Diesel Is Dead - Porsche the Latest Brand To Quit Selling Dirty Diesels
When it became clear that the only way to effectively sell and market diesel engines in cars and crossovers was to cheat on emissions, manufacturers like Mercedes Benz, Volkswagen, and Audi abandoned the outdated and dirty technology for the U.S. market. Porsche also quit selling diesel models here, and now news comes news that Porsche may have quit on diesel all over the world.
Porsche was part of the Volkswagen family of brands that intentionally marketed vehicles that the designers built to pollute at up to 40 times the legal limit, and worse, to fake out the EPA and other tests that checked the emissions of vehicles. Billions in fines, dozens of executive “retirements,” and a handful of jail sentences later, automakers are finally figuring out that the purported benefits of diesel are negated by the downsides. Those include the fact that real-world vehicles with diesel engines don’t produce less CO2, are the dirtiest and most difficult vehicles to engineer to meet air pollution requirements, and compared to modern high compression gasoline engines, are slower and use no less petroleum.

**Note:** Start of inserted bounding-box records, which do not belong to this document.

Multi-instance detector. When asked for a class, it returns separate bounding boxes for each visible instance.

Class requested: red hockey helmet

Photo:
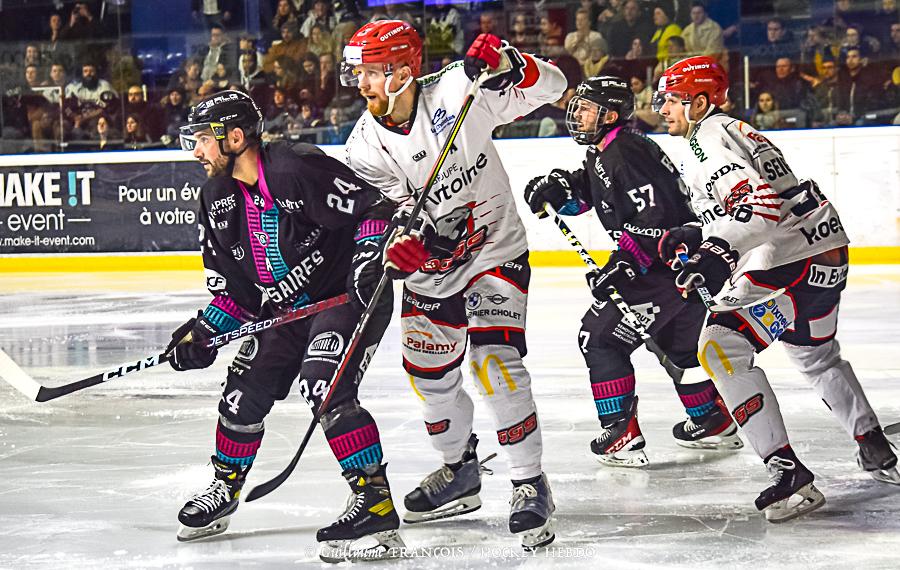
[653,55,728,113]
[341,20,422,86]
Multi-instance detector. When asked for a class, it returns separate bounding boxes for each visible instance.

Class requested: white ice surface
[0,267,900,569]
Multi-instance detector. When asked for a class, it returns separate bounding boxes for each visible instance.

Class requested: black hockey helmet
[566,75,634,144]
[179,90,263,154]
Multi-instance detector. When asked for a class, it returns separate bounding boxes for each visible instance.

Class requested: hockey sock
[216,421,265,467]
[325,406,383,470]
[675,380,719,418]
[591,374,634,426]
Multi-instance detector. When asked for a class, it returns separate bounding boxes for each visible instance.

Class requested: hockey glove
[658,226,703,271]
[525,168,582,218]
[383,211,435,279]
[347,238,384,312]
[463,34,525,91]
[675,237,740,296]
[585,250,638,301]
[166,311,219,372]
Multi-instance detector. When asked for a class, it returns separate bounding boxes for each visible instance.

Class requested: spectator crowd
[0,0,900,153]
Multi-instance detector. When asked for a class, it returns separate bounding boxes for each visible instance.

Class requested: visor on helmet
[566,95,609,144]
[178,123,227,151]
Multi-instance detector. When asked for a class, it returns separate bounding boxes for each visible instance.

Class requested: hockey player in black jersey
[525,76,743,467]
[169,91,403,560]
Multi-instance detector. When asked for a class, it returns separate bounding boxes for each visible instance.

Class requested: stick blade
[0,349,41,402]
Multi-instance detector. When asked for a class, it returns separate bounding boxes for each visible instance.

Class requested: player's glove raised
[525,168,582,218]
[675,237,740,295]
[463,34,525,91]
[585,250,638,301]
[166,311,219,372]
[658,226,703,271]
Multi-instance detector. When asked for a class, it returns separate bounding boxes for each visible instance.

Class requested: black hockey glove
[658,226,703,271]
[166,311,219,372]
[675,237,740,296]
[525,168,580,218]
[347,238,384,312]
[463,34,525,91]
[585,250,638,301]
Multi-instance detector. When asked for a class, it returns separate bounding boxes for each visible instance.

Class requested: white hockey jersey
[346,55,566,298]
[682,113,849,277]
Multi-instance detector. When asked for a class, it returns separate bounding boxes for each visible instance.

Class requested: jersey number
[628,184,656,212]
[325,178,359,214]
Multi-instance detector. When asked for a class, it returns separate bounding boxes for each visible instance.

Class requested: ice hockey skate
[509,473,556,551]
[316,465,406,563]
[756,447,825,523]
[591,396,650,467]
[672,397,744,451]
[178,455,250,542]
[856,426,900,485]
[403,434,497,524]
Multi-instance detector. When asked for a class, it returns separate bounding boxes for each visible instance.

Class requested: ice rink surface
[0,266,900,570]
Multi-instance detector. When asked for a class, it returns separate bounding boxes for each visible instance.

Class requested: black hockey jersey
[198,143,393,333]
[571,127,697,269]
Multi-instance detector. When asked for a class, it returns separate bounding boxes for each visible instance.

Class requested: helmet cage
[566,95,610,144]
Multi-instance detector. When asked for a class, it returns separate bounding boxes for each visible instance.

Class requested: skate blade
[591,449,650,469]
[319,530,406,564]
[403,495,481,524]
[765,483,825,523]
[675,433,744,451]
[869,467,900,485]
[176,516,231,542]
[517,517,556,552]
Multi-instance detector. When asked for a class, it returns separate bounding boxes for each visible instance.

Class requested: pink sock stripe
[210,295,248,321]
[328,424,381,460]
[678,386,716,408]
[591,374,634,400]
[353,220,387,241]
[216,428,262,457]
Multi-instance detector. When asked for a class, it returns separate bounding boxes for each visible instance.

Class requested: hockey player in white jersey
[654,56,900,522]
[342,20,566,548]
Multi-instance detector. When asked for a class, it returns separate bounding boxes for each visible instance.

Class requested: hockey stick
[544,204,684,383]
[677,251,787,313]
[245,72,490,502]
[0,293,349,402]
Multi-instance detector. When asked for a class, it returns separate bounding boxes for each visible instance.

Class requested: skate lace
[766,455,797,487]
[509,483,537,507]
[190,479,231,513]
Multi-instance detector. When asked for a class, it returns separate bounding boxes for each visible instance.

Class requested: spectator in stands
[123,113,153,150]
[650,6,683,61]
[750,91,784,131]
[200,24,237,81]
[263,23,307,73]
[307,25,334,56]
[313,53,337,109]
[538,13,566,57]
[191,0,234,29]
[564,8,607,66]
[681,0,725,61]
[608,0,653,58]
[813,59,841,127]
[763,57,810,110]
[838,48,882,122]
[300,0,336,38]
[508,12,538,53]
[746,18,799,66]
[44,62,69,105]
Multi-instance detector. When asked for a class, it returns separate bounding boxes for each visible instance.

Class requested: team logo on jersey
[431,108,456,135]
[306,331,344,356]
[421,202,488,274]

Diesel's problem is that the textbook theory and real-world don’t align well. Before the dirty diesel cheaters were revealed, they were already being surpassed in terms of performance and efficiency by mainstream gasoline vehicles. When cost of ownership is factored in, the slower, louder, dirtier diesels just didn’t stack up anymore.
Green Car Reports’ John Voelcker lays out the details carefully and methodically about Porsche’s decision to quit on diesels in a recent story worthy of a read. Take note of the part in that report where the Porsche executive explains that almost nobody wanted diesels anymore and that “…buyer demand shifted to gasoline and plug-in hybrid versions.” The greenwashing of dirty diesel has failed and buyers of cars and crossovers know the benefits are baloney.
Truck buyers want diesel vehicles. To them, for the most part, the environment is not even a consideration. In fairness, there are some applications where diesel makes sense for towing huge loads. In the midsize pickup world, diesel vehicles are popular despite the fact that they cost as much as 10% more than gasoline vehicles that can tow just as much, just as efficiently.
General Motors has a new modern diesel car and it provides an excellent illustration of the demise of diesel due to better gasoline engines in direct competitors. The same is true of its crossover. Mazda has announced (about four times) that it plans to bring a diesel to market in the U.S., but never has. Its latest announcement is that Mazda now has a gasoline engine that produces just as much torque and has the same efficiency as diesel engines. Welcome to the club Mazda. Honda, Toyota, and others are happy you joined!
Diesel is done. Porsche’s quitting on the dirty fuel and the dirty vehicles that use it is just the latest nail in the coffin.